Council tax rises ‘lowest for a decade’
The average council tax bill will rise by the lowest amount for more than a decade, the government announced today.
Local government minister John Healey said the average bill for a band D property will increase by four per cent.
Households in 18 local authorities will avoid council tax rises entirely.
Across the country, 265 local authorities will introduce tax rises below inflation as measured by the retail price index (currently at 4.1 per cent) and 69 per cent will beat consumer price index inflation (2.5 per cent).
Ministers have ordered councils to restrict rises to “substantially” below five per cent.
The Department for Communities and Local Government (DCLG) argued today’s four per cent average was enabled by 11 years of above-inflation grant increases from central government.
Mr Healey commented: “Our commitment to take action combined with our 45 per cent above inflation increase in government grant for local services up to 2010-11 has helped bring down council tax rises to a 14-year low, and most councils have contained their costs and budgeted prudently.”
The Local Government Association (LGA) said the increase was the lowest council tax rise in a decade and demonstrated local authorities’ determination to provide a better deal for taxpayers.
But Sir Steven Miltion, chair of the LGA, said the situation would get tougher over the next few years.
“Councils have been under a real financial squeeze during the annual struggle to keep bills down,” he said.

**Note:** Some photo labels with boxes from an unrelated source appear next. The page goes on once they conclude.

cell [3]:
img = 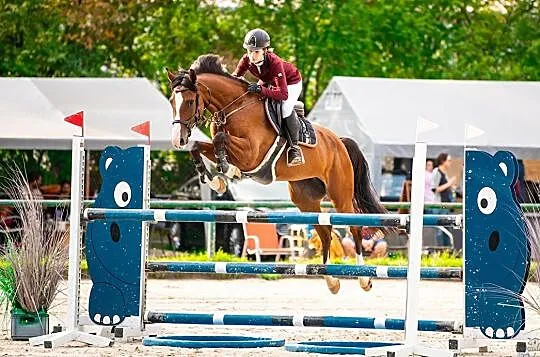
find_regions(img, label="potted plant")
[0,166,69,340]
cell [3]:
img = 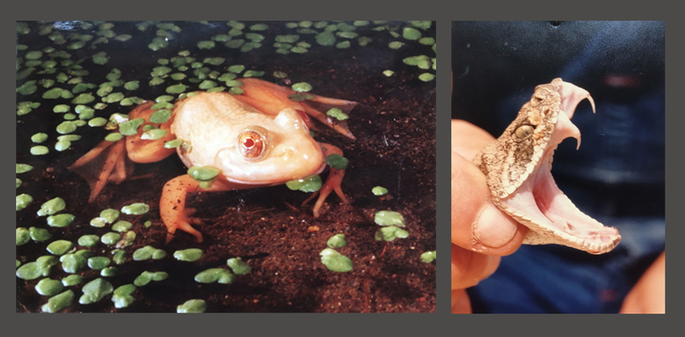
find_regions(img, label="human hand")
[451,120,528,313]
[621,252,666,314]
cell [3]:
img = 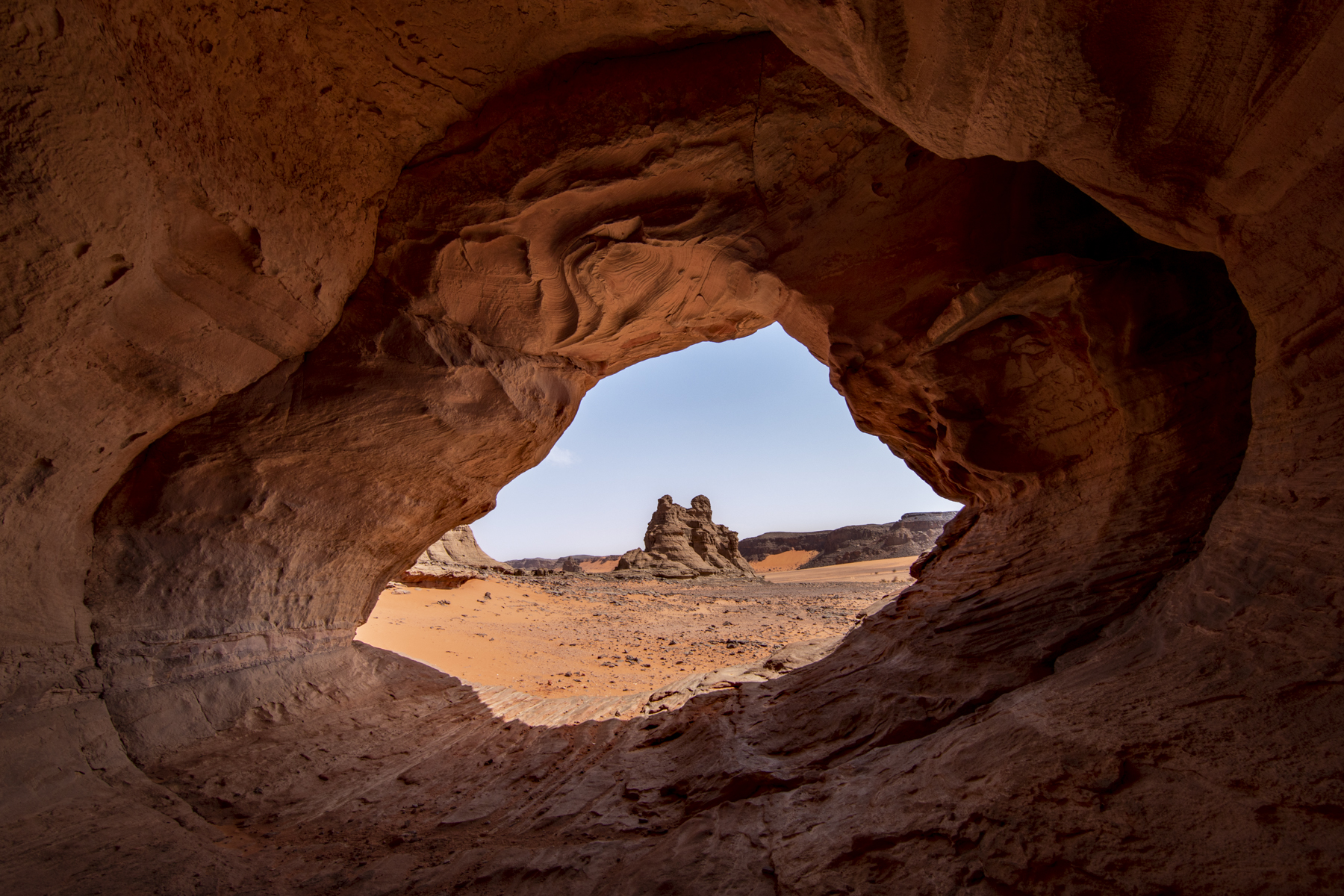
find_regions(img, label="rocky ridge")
[738,511,957,570]
[396,525,514,588]
[507,553,621,572]
[615,494,756,579]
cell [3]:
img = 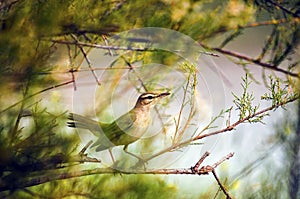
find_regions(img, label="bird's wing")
[103,111,136,145]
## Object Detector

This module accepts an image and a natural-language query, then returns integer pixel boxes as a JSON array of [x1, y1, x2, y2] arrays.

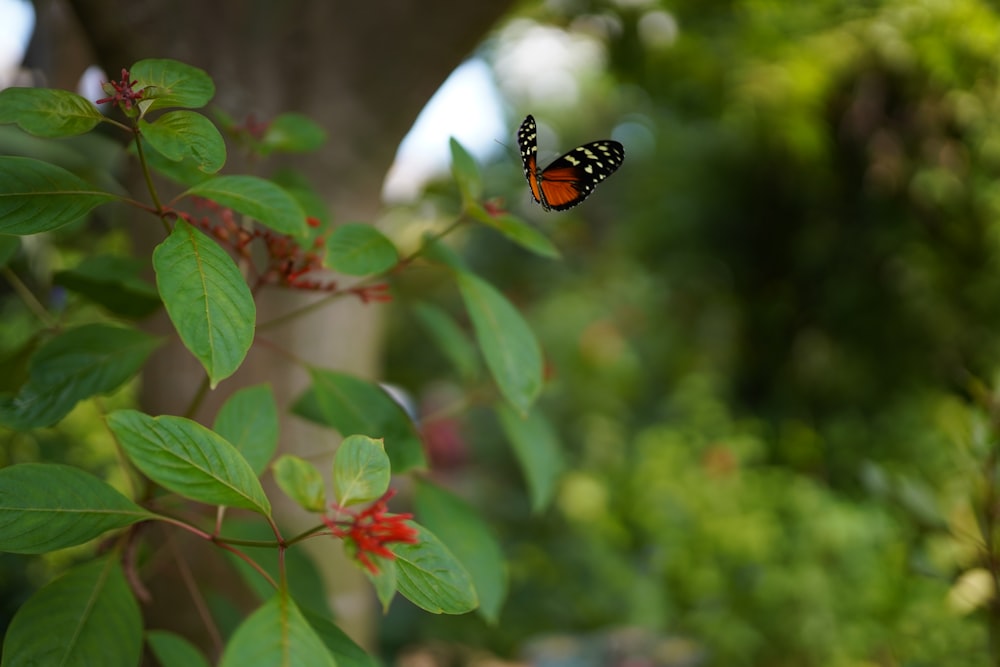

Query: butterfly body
[[517, 115, 625, 211]]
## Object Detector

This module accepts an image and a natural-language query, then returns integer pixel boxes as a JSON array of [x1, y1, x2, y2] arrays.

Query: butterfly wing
[[517, 114, 545, 206], [517, 115, 625, 211]]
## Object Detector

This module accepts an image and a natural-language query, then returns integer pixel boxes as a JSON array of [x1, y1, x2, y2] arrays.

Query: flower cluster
[[323, 489, 417, 574], [97, 68, 146, 111]]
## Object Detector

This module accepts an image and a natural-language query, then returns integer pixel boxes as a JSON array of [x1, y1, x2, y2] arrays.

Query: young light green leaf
[[333, 435, 391, 507], [301, 607, 379, 667], [0, 88, 104, 138], [292, 368, 427, 473], [0, 324, 160, 430], [129, 59, 215, 111], [413, 303, 480, 381], [271, 454, 326, 512], [0, 234, 21, 267], [212, 384, 278, 477], [0, 556, 142, 667], [53, 254, 162, 319], [326, 225, 399, 276], [219, 591, 336, 667], [414, 479, 507, 624], [387, 521, 479, 614], [0, 463, 153, 554], [153, 220, 257, 388], [139, 111, 226, 174], [260, 113, 326, 155], [448, 137, 483, 205], [457, 271, 542, 414], [469, 204, 561, 259], [0, 156, 117, 236], [496, 405, 565, 512], [184, 176, 306, 236], [108, 410, 271, 516], [146, 630, 209, 667]]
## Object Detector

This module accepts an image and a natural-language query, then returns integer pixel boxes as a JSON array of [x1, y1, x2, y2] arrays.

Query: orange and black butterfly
[[517, 115, 625, 211]]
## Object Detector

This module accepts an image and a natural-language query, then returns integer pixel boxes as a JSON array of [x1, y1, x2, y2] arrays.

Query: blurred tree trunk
[[33, 0, 511, 656]]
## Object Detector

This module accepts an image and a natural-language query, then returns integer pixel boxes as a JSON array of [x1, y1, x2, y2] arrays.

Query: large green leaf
[[302, 607, 379, 667], [457, 271, 542, 414], [0, 463, 153, 554], [108, 410, 271, 515], [184, 176, 306, 236], [53, 255, 162, 318], [0, 324, 160, 430], [0, 557, 142, 667], [139, 111, 226, 174], [271, 454, 326, 512], [153, 220, 257, 388], [0, 88, 104, 137], [469, 204, 560, 259], [213, 384, 278, 477], [413, 303, 482, 381], [414, 480, 507, 623], [326, 224, 399, 276], [292, 368, 427, 473], [219, 592, 336, 667], [146, 630, 209, 667], [0, 156, 117, 235], [497, 405, 565, 512], [129, 58, 215, 111], [333, 435, 391, 507], [386, 521, 479, 614]]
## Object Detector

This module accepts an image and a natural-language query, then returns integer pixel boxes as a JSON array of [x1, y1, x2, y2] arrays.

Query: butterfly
[[517, 114, 625, 211]]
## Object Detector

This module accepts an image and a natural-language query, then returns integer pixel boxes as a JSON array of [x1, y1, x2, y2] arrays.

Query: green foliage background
[[386, 0, 1000, 666]]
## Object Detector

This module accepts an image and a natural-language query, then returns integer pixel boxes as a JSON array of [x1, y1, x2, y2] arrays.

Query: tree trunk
[[29, 0, 512, 646]]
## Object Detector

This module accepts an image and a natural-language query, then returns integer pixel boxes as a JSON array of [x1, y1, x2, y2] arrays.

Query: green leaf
[[449, 137, 483, 206], [129, 59, 215, 111], [496, 405, 565, 512], [0, 463, 154, 554], [146, 630, 209, 667], [153, 220, 257, 389], [260, 113, 326, 155], [0, 88, 104, 138], [413, 303, 480, 381], [326, 224, 399, 276], [212, 384, 278, 477], [184, 176, 306, 236], [469, 204, 561, 259], [222, 517, 331, 614], [271, 454, 326, 512], [108, 410, 271, 516], [53, 255, 162, 319], [333, 435, 391, 507], [0, 557, 142, 667], [414, 480, 507, 624], [0, 234, 21, 268], [386, 521, 479, 614], [0, 156, 117, 236], [302, 607, 379, 667], [292, 368, 427, 473], [135, 136, 215, 187], [139, 111, 226, 174], [219, 592, 336, 667], [364, 556, 396, 613], [457, 272, 542, 414], [0, 324, 161, 430]]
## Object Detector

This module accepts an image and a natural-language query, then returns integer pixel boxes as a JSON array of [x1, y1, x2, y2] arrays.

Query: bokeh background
[[0, 0, 1000, 667]]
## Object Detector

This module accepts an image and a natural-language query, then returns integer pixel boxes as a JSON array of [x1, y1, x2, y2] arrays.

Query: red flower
[[97, 68, 146, 111], [323, 489, 417, 574]]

“The stark reality is that low council tax rises have come at a cost and many councils have had to make tough decision on spending.”
Sir Steven said councils had also been hit by government departments shifting costs on to councils.

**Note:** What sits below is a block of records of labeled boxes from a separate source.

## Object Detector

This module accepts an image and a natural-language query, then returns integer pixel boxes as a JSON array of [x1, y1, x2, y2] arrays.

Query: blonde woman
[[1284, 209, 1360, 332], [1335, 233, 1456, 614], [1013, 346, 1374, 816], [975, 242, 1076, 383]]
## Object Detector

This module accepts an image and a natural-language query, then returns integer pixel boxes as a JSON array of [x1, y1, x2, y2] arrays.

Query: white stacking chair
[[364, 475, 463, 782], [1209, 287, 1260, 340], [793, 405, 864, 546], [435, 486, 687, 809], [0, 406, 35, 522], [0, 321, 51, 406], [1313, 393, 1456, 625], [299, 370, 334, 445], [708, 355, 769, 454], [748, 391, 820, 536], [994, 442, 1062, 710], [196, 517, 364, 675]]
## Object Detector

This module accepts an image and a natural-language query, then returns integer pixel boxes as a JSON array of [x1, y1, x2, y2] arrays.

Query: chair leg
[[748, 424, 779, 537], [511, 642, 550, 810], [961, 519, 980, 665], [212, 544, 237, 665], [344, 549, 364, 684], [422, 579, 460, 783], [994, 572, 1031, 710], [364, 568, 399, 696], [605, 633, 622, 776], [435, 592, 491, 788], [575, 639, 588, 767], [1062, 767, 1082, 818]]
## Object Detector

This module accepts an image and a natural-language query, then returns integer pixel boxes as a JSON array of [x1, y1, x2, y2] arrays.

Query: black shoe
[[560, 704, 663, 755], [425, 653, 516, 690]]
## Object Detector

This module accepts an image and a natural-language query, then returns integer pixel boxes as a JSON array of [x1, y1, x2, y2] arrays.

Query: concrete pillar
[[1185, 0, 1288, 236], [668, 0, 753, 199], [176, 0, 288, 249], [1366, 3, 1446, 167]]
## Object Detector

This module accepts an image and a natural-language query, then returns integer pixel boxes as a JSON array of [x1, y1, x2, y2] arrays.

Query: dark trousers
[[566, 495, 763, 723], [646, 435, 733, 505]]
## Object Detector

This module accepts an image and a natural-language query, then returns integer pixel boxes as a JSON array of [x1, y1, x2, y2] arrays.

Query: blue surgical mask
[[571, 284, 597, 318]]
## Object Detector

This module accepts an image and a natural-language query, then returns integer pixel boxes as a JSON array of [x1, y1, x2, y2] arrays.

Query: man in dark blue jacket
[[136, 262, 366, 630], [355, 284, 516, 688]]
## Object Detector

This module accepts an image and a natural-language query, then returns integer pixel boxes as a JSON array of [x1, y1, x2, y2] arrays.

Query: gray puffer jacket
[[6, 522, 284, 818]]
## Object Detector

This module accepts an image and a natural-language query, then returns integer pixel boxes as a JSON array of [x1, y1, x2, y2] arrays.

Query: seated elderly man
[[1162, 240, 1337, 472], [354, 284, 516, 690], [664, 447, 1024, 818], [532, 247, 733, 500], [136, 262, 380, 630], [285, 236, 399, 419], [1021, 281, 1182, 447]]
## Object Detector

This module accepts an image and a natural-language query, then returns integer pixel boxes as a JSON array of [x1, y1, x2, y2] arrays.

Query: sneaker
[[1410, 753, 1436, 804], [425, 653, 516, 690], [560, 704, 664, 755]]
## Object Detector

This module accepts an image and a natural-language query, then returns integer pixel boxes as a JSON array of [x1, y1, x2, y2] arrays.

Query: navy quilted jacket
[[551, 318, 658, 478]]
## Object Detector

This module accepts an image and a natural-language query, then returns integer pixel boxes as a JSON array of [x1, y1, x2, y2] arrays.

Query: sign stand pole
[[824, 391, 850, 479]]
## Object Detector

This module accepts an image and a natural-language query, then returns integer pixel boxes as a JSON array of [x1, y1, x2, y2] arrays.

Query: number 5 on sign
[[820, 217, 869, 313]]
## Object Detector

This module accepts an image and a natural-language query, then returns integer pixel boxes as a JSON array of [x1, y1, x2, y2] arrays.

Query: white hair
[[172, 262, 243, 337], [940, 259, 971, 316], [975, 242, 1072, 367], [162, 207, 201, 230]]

He warned there were particular pressures for local authorities that provide social care, as well as concerns about government funding for free national pensioner and disabled bus travel.
Help the Aged said, while the average increase is not a shock, the actual amount payable on the average band D house (£1,374) is still a “considerable weight to bear”.
The charity has renewed calls for the government and local authorities to increase uptake of council tax benefit, having found only 54 per cent of eligible older people claim it.